Eurozone interest rate setters joined other major central banks around the world in keeping borrowing costs steady as they assess the impact of higher oil and gas prices.
But they issued a stark warning that the war had “made the outlook significantly more uncertain”, with higher inflation and lower growth at risk.
“Higher energy prices will have a material impact on inflation in the near term,” the ECB said in a statement.
But he also stressed that it was “well-positioned to navigate this uncertainty. Inflation is around the two percent target… and the economy has shown resilience in recent quarters”.
The central bank released new forecasts that eurozone inflation will rise to 2.6 percent this year – above its two percent target and higher than its pre-war forecast of 1.9 percent in December.
It cut its 2026 growth forecast for this year to 0.9 percent, from 1.2 percent in December.
The 21-nation euro zone is heavily dependent on energy imports, making it vulnerable to the fallout of war, which pits allies the United States and Israel against Iran.
Oil and gas prices rose again on Thursday after Iran struck the world’s largest liquefied natural gas (LNG) facility in Qatar and threatened to destroy the region’s energy infrastructure.
The Strait of Hormuz, a critical route for global energy exports, has been almost completely blocked to oil and gas tankers since the start of the war.
A jump in inflation would weigh on households and businesses — with energy-hungry manufacturers hit particularly hard — and could dampen eurozone growth, which already lags behind rivals the United States and China.
– Questions on Lagarde’s future –
But while higher consumer prices typically lead to rate hikes, price increases have yet to show up in the data.

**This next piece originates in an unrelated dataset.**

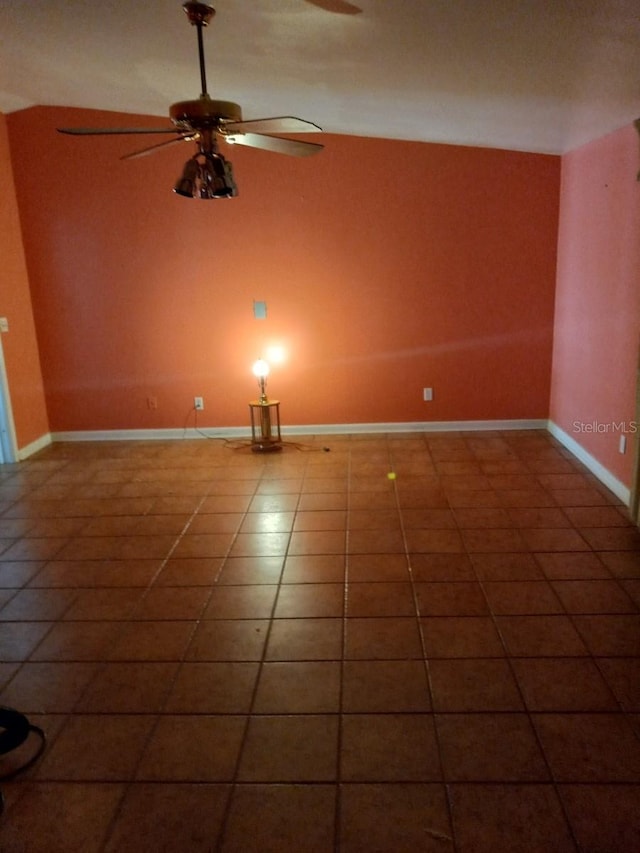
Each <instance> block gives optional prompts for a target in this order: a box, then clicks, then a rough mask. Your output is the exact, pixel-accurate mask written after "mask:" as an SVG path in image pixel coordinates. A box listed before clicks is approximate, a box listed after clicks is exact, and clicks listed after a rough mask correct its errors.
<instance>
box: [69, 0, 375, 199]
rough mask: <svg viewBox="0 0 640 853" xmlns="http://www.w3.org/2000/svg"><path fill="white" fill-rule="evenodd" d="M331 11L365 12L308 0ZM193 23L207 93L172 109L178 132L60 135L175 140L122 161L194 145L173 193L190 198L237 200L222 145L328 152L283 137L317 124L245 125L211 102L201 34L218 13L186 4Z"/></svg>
mask: <svg viewBox="0 0 640 853" xmlns="http://www.w3.org/2000/svg"><path fill="white" fill-rule="evenodd" d="M307 2H309V3H312V4H313V5H315V6H318V7H320V8H322V9H325V10H326V11H331V12H337V13H341V14H357V13H358V12H360V11H361V10H360V9H359V8H358V7H357V6H354V5H352V4H351V3H348V2H346V0H307ZM182 8H183V9H184V11H185V13H186V15H187V18H188V19H189V22H190V23H191V24H192V25H193V26H195V27H196V29H197V34H198V58H199V61H200V81H201V86H202V92H201V94H200V97H199V98H198V99H197V100H192V101H179V102H178V103H175V104H172V105H171V107H170V108H169V118H170V119H171V121H172V123H173V127H162V128H136V127H119V128H90V127H63V128H58V131H59V132H60V133H69V134H73V135H77V136H101V135H108V134H109V135H126V134H142V133H148V134H156V133H158V134H163V133H164V134H167V133H168V134H171V135H172V137H173V138H172V139H169V140H167V141H165V142H159V143H157V144H156V145H151V146H149V147H147V148H143V149H142V150H140V151H134V152H133V153H131V154H125V155H124V156H123V157H121V159H122V160H131V159H134V158H136V157H144V156H146V155H147V154H151V153H153V152H155V151H157V150H158V149H159V148H166V147H167V146H169V145H174V144H176V143H178V142H195V143H196V145H197V151H196V153H195V154H194V156H193V157H191V158H190V159H189V160H188V161H187V162H186V164H185V166H184V169H183V173H182V176H181V177H180V179H179V180H178V182H177V183H176V185H175V187H174V192H176V193H178V195H182V196H185V197H187V198H203V199H205V198H232V197H234V196H236V195H237V194H238V188H237V186H236V183H235V180H234V177H233V170H232V166H231V163H230V162H229V161H228V160H226V159H225V158H224V157H223V156H222V154H220V152H219V150H218V143H219V141H220V140H223V141H225V142H228V143H235V144H238V145H247V146H249V147H251V148H261V149H264V150H266V151H274V152H276V153H278V154H289V155H291V156H294V157H306V156H308V155H311V154H316V153H318V152H319V151H321V150H322V148H323V147H324V146H322V145H319V144H318V143H315V142H302V141H300V140H297V139H288V138H286V137H282V136H280V135H279V134H283V133H296V134H298V133H319V132H321V131H322V128H320V127H318V125H317V124H314V123H313V122H310V121H306V120H304V119H301V118H296V117H295V116H277V117H272V118H262V119H253V120H248V121H244V120H243V118H242V110H241V108H240V106H239V105H238V104H234V103H232V102H231V101H219V100H214V99H213V98H211V96H210V95H209V93H208V92H207V77H206V69H205V60H204V44H203V38H202V30H203V29H204V27H206V26H207V25H208V24H209V21H210V20H211V19H212V18H213V16H214V15H215V9H214V8H213V7H212V6H210V5H208V4H207V3H199V2H195V0H187V2H185V3H183V6H182Z"/></svg>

The official eurozone inflation rate for February was 1.9 percent. Eurozone benchmark interest rates have been at two percent since June.

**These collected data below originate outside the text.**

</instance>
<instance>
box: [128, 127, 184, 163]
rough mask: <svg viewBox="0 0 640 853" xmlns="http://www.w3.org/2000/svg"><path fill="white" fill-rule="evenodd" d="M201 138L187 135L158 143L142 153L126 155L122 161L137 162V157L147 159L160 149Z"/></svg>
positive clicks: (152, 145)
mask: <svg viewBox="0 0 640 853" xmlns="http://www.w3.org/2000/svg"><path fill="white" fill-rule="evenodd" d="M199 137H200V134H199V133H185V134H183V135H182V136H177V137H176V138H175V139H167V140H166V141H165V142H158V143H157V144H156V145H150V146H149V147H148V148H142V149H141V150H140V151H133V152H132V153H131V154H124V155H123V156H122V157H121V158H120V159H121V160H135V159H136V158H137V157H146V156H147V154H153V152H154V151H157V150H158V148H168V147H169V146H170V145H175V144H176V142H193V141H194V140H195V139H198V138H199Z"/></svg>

Other major central banks meeting this week have taken a similar approach.
The US The Federal Reserve raised inflation estimates, citing “uncertain” conditions caused by the war, while keeping borrowing costs on hold for a second straight meeting.

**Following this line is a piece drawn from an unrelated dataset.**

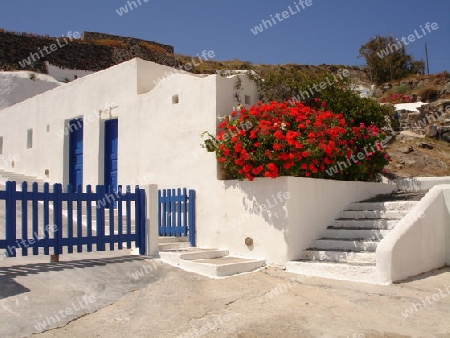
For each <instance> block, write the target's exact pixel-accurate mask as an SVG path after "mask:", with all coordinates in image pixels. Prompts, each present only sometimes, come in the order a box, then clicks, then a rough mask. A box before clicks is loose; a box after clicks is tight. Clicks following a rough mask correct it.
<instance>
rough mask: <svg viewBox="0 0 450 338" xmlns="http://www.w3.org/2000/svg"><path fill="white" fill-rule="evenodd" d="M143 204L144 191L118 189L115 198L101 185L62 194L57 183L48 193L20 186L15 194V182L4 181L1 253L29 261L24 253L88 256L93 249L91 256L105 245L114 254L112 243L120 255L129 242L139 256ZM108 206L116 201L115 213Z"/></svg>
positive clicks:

The central bank of Japan, a country heavily dependent on Middle East oil imports, warned that higher crude prices would fuel inflation as its rates stagnated.
The Bank of England, which was expected to cut rates in March before war broke out, kept borrowing costs steady.
BoE Governor Andrew Bailey warned that a protracted conflict and sustained high oil and gas costs “will feed into higher household energy bills”.
All eyes will now be on ECB chief Christine Lagarde’s post-rate call news conference.
She will likely repeat the message she gave last week – that officials will do “whatever it takes” to keep inflation under control.
Still, most economists also expect her to repeat recent comments that rates remain “in a good place,” at least for now.
She may also try to play down parallels with the inflation shock that follows Russia’s 2022 full-scale invasion of Ukraine, while the ECB has been criticized for being too slow to raise rates.
Still, investors are looking for any signs that a rate hike could be on the horizon at the ECB’s next meeting, in April or June, although Lagarde is expected to remain tight-lipped.
She may also face questions over her future after the Financial Times reported last month, citing an unnamed source, that she would step down before her term ends in October 2027.
She has since insisted that her “baseline” is that she will serve out her term.